India’s own story offered some grounds for optimism. Mr Tanmay Kumar, Secretary, Ministry of Environment, Forest and Climate Change, stated that India achieved its 2030 target of 50% non-fossil installed power capacity in June 2025, five years ahead of schedule, with the share now exceeding 51%.He was unsparing about what is still at stake.
He said, “India is attempting something far more complex to grow, eradicate poverty, urbanize, industrialize, and decarbonize simultaneously. We refuse to solve yesterday’s poverty by creating tomorrow’s ecological crisis.”

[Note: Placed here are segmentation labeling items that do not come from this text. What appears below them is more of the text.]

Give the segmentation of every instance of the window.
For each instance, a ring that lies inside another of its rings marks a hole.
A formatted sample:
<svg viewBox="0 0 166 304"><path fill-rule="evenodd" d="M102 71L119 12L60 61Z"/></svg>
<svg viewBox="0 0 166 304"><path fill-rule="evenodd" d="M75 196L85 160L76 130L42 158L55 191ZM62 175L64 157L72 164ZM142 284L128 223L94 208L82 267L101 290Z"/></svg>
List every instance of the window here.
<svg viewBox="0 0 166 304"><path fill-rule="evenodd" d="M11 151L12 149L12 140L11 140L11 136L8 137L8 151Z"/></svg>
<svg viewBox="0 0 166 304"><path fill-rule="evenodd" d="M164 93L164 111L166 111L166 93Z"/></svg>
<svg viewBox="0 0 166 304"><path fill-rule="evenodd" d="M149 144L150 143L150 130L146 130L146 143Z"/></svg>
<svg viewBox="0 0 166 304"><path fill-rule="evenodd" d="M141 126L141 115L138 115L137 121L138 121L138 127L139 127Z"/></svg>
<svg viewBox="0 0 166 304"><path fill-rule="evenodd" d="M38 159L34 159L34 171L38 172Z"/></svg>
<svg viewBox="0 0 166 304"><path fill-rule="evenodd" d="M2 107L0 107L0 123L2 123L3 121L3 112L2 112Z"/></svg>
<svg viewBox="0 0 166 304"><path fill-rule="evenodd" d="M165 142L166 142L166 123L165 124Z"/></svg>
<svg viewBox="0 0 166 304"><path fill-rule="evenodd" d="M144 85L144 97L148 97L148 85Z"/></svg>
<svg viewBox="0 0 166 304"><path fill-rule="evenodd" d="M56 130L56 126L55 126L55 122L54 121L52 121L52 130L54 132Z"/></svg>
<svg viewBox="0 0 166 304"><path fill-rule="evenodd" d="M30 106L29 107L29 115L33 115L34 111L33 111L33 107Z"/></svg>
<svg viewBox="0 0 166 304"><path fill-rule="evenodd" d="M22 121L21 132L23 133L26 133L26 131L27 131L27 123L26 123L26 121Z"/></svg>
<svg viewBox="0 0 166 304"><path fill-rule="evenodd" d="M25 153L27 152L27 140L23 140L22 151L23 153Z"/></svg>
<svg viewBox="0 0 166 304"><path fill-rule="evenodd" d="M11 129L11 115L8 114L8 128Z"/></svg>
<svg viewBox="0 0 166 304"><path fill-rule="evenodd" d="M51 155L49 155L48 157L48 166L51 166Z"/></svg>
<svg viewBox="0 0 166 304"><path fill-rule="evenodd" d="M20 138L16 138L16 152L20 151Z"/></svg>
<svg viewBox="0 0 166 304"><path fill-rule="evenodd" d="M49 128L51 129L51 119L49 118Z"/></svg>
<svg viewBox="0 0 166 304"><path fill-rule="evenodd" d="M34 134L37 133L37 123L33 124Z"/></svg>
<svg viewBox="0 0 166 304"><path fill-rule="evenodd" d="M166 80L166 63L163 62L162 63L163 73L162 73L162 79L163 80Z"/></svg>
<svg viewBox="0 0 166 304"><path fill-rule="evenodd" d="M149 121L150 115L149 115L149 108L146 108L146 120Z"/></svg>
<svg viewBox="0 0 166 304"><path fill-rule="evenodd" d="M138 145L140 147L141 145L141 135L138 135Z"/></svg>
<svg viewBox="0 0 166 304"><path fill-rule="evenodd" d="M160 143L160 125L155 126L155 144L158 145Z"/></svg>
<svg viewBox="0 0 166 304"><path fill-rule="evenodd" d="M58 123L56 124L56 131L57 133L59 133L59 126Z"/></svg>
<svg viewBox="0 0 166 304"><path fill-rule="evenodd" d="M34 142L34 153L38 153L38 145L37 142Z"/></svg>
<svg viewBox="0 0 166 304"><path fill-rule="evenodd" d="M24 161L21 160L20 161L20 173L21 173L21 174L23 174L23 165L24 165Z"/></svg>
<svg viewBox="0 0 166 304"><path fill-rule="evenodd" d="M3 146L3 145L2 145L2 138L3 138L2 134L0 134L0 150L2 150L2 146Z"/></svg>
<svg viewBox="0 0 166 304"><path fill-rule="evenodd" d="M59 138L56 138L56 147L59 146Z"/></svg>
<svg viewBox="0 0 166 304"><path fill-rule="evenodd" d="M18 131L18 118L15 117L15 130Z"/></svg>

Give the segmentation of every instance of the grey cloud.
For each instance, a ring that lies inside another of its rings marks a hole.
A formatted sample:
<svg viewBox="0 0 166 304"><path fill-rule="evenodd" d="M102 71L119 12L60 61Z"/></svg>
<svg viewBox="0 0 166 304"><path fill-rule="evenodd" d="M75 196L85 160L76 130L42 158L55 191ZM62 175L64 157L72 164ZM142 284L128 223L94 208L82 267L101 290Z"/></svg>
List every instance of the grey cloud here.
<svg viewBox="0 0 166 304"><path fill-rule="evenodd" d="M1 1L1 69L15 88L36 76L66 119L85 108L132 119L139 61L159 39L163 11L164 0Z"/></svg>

Agri-Photovoltaics: Powering Farms, Not Just Grids
One of the most discussed solutions at WSDS 2026 was agri-photovoltaics, or AgriPV. The concept is simple and powerful. Solar panels are installed above or alongside farmland, allowing farmers to generate income from both crops and clean energy.

At the session “Accelerating AgriPV in India: From Pilots to Policy-Led Scale-Up,” Mr Ashish Khanna, Director General of the International Solar Alliance, delivered special remarks, saying, “Agrivoltaics will require a combination of policy clarity, standardised DPR approaches for different cropping systems, and blended finance mechanisms. These elements together can help move projects from concept to scalable investment opportunities.”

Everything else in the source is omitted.